Pourtant cet efficace système d’oligarchie démocratique s’est usé. Il a été mis à mal en 2017 par une quatrième élite du pays légal, la Technocratie. Elle a pris le pouvoir politique par un « hold-up démocratique » ; preuve qu’en république, le coup de force est possible.
La haute administration comme pilier
L’essor des Technocrates a commencé en 1929 avec la crise de la société industrielle mais son origine est liée à la République. Si l’Ancien Régime reposait sur les quatre arcboutants de l’Eglise, l’Armée, la Justice et l’Administration, la République créa ses propres piliers avec les partis, l’Ecole, les syndicats et une nouvelle Administration qualifiée par Maurras de « César anonyme et impersonnel, tout puissant, mais irresponsable et inconscient ». L’Etat républicain est paradoxalement faible mais omnipotent, d’où le développement exponentiel d’une masse de fonctionnaires (5.664.000 en 2017), d’ou aussi pour suppléer aux carences de l’élite politique, la création d’une Haute Administration de 6 000 décideurs, appelés les technocrates à partir de 1933.
Ces technocrates ne sont pas censés constituer une élite, notion contraire à l’égalitarisme démocratique, d’ou la grande discrétion sur les élites financières, politique et médiatique constituant le pays légal. Ils sont formés à Sciences-Po, Polytechnique, Centrale, les Mines ou les Ponts et Chaussées après avoir été recrutés par concours mais aussi par le jeu subtil des protections et les stratégies matrimoniales. Béquille de l’élite politique, les technocrates, présentés comme méritocratiques, sont les enfants gâtés de la République.
La Haute Administration comme élite
La physique sociale maurrassienne, nous apprend que le groupe X-Crise est fondé en 1931 par des polytechniciens persuadés des « avantages de rapidité et de précision dans la discussion que procure une formation commune ». Identifiant la société à une machine, X-Crise a une forte influence pendant le Front Populaire de Léon Blum, ensuite à Vichy derrière l’amiral Darlan qui, dès décembre 1940, met fin à la prépondérance des traditionalistes. La dynamique technocratique est lancée.
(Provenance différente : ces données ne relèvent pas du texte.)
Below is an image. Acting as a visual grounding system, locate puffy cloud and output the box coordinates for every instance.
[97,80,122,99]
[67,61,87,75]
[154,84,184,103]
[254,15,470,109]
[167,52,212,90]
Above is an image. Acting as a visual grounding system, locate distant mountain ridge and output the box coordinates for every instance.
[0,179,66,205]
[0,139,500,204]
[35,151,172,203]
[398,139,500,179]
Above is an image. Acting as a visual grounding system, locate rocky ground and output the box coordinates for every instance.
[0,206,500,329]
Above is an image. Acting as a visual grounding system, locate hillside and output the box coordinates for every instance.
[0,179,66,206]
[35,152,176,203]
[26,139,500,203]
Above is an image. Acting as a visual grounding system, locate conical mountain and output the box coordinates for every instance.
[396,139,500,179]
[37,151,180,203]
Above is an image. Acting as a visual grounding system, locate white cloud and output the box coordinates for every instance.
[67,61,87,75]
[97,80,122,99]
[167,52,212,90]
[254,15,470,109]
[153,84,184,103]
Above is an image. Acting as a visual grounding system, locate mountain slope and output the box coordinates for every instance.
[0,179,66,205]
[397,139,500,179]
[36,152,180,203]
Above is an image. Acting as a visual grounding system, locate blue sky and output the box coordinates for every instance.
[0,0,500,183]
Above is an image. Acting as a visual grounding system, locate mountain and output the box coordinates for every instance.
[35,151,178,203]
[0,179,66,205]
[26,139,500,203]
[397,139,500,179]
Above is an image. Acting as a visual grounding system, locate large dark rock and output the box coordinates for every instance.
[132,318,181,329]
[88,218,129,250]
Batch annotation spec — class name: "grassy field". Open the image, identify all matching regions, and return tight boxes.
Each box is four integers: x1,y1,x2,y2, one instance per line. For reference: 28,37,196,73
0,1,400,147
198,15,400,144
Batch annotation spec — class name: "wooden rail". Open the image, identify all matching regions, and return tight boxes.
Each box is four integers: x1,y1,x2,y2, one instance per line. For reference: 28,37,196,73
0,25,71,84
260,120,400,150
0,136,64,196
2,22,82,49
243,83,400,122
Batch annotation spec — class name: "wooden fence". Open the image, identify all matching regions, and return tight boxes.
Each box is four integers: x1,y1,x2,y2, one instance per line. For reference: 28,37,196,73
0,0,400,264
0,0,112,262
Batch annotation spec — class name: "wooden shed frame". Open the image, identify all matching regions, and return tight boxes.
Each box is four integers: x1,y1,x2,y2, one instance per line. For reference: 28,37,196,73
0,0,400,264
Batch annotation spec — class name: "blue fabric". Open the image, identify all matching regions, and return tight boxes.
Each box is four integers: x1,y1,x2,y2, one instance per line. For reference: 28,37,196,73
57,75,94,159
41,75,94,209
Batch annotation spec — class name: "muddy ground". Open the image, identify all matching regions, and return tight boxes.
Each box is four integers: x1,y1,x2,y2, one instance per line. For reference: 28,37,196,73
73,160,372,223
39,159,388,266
Au Gouvernement Provisoire de la République Française (GPRF), le général De Gaule rend possible leurs initiatives car les grands corps de l’Etat ont mystérieusement échappé à l’Epuration de 1945. L’Ecole Nationale d’Administration est crée tandis que les technocrates – vichyssois et londoniens confondus – forment la dorsale de la IVe République avec le « Plan » et l’européisme de Jean Monet. Sous l’impulsion du Plan Marshall, les hauts fonctionnaires poussent à la mathématisation croissante de la société française faisant primer la quantité sur la qualité.
Comme démontré par James Burnham, l’État assurant une part de plus en plus considérable dans la production, accroît l’autorité des « managers » qui, bientôt, ne se contentent plus du rôle d’exécutants de l’élite politique du Pays légal. En 1958, les technocrates passent donc un compromis avec De Gaulle pour assurer la gestion de la Ve république, devenue propriétaire de nombreux moyens de production. De Gaulle légitime la reconversion de la compétence économique en compétence politique. La maîtrise des dossiers économiques va maintenant apparaître comme un élément indispensable au politicien créant ainsi une difficulté pour l’élite politique républicaine. Un grain de sable dans le système circulaire des trois élites de l’oligarchie démocratique qui ne peut déplaire à un De Gaulle, farouchement hostile aux partis mais aussi à l’Etablissement, qu’il assimile comme Pierre Debray, aux grands féodaux.
Les technocrates font un choix lourd pour la France : celui d’un nouveau modèle de société accentuant le caractère omnipotent de la République, par la redistribution massive par l’Etat, d’un tiers de la richesse nationale via quelques secteurs et les prestations sociales. C’est « l’Etat providence » auquel l’Action française s’est toujours opposé, même lorsque les technocrates le maquillent faussement en un modèle colbertiste. De remède, les technocrates commençaient à muter en maladie d’une société démocratique vieillissante que De Gaule venait de provisoirement sauver par une Ve République, aux principes maurrassiens savamment cachés des regards. Cette accentuation de l’omnipotence Républicaine permet en revanche aux technocrates de devenir la quatrième élite du pays légal, la « Technocratie ». Une évolution, non souhaitée pas l’élite politique, qui perturbe le système circulaire de l’oligarchie démocratique, dominant depuis la IIIe République.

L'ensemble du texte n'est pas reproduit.